I’d be really surprised if a couple of times a year qualifies as open, notorious and continuous. Talk to a lawyer of course, but if you only use it a couple of times a year, I don’t see how the owner could know that you’re using it. Even if they saw the vehicle parked, if I saw a vehicle parked on my property a few times a year, possibly months apart, I wouldn’t necessarily know that it was the same person from one time to the next. And random, different people parking there a couple of times over 18 years would not result in an easement. ( IANAL but there does have to be a connection - if schoolchildren regularly cut across my property on the way to school for 18 years, that might establish an easement for kids going to school but not for everyone regardless of their destination. If you use my driveway for 7 years and then sell it to someone who uses it for 12, that would be enough time because you’re both connected to the same property) And they could easily have never seen you if it’s only a couple times a year.

I’m going to ask what might be a silly question

Did you not do the same when you bought it?

Did you talk to the previous owner before or after he sold it?

This is going to sound snarky no matter how I ask it, but I’m truly curious. The first attorney recommended you speak to an attorney in that county. Is there a reason you haven’t done this?

The gate part. In Arkansas you cannot gate a county road or an easement between them. A strip of land is not, IMO, an easement. If it’s been in use by other vehicles and connects to county roads that may be an easement.

You really need to talk to the professionals about this. The landowners seem at least, not interested. Or unwilling.

The prior owner said everything has a price. Did you ask what the price was? Was it less than the $20k reduction you say buyers have offered you?

I’m not sure what policy would give you rights to that strip just because it would be financially advantageous to you. Don’t mean to sound too rude, but it sounds as though you are trying to essentially “scam” something for free rather than pay the price up front. Strikes me as kinda shitty, but folk use legal maneuvering to do shitty stuff all the time.

If you don’t want to buy it, the single answer would be to hire a competent lawyer in that locality who specializes in such things.

I did not buy it. Mrs Cad did. Long story behind that but suffice to say issues like access did not concern her at the time.

This phone call happened today. It was a free referral from work and not worth the price.

One, we think we have a right to it as an easement. Do we really? That’s why we called the attorney. It’s no more a scam than any other adverse possession claim and since when is it scammy to ask an attorney what your legal rights are.
Two, I have said we do intend to buy the strip but I have learned that do the easement first then negotiate so that we still have access

I’ve dealt with this a bit. In trying to prove that there has be notorious access for years. I work for county government. Your county may have aerial photos that are dated that shows the access that you are using.

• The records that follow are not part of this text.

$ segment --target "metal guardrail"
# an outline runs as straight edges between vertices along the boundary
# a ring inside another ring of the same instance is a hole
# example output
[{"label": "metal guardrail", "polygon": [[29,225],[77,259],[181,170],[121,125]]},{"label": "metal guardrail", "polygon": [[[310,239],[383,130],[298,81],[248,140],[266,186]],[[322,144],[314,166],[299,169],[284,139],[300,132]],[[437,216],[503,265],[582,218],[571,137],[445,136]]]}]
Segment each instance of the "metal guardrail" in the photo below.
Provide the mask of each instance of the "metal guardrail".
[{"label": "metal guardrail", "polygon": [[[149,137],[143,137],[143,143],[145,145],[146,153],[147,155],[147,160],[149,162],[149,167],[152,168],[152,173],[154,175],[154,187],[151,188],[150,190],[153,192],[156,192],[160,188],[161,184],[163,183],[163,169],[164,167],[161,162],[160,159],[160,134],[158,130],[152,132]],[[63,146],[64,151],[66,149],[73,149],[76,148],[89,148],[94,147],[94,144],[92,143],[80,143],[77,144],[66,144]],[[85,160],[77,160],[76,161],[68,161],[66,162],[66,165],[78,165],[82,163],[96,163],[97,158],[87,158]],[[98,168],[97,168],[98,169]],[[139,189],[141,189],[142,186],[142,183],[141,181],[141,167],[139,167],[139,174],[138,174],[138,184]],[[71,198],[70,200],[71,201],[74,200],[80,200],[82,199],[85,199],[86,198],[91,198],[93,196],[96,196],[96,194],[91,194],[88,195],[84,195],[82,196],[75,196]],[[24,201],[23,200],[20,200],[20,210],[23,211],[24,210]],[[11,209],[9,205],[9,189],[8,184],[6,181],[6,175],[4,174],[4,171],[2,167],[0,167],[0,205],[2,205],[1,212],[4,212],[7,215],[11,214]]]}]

Or try USDA Aerials your county might not have 18 year old photos. USDA might.

Hire a lawyer with land rights knowledge.
You cannot just say you have rights to this strip of land that is legally owned by another person.

If you spend $5000 on a lawyer. He gets you some rights, somehow. Either you buy it or get it in some purported easement rights written in an obscure law book. You can then sell it at it’s appraised price without compunction.

Beware though, if you are granted an easement, now it’s a road and you will be responsible for it and it’s maintainance and safety till you sell it.

Like I said, I’d use it like it stands. Sell it for the loss and let the new landowner deal with it. YMMV

ETA: sell to a logging company. They won’t give two shits about the easement.

Would it be easier & / or cheaper to improve the easement you DO have?

^^^that exactly

Nope!

So it sounds like we need to talk to an attorney that will help to even see if we have the right to the easement. If not, then no harm by opening negotiations to buy that strip.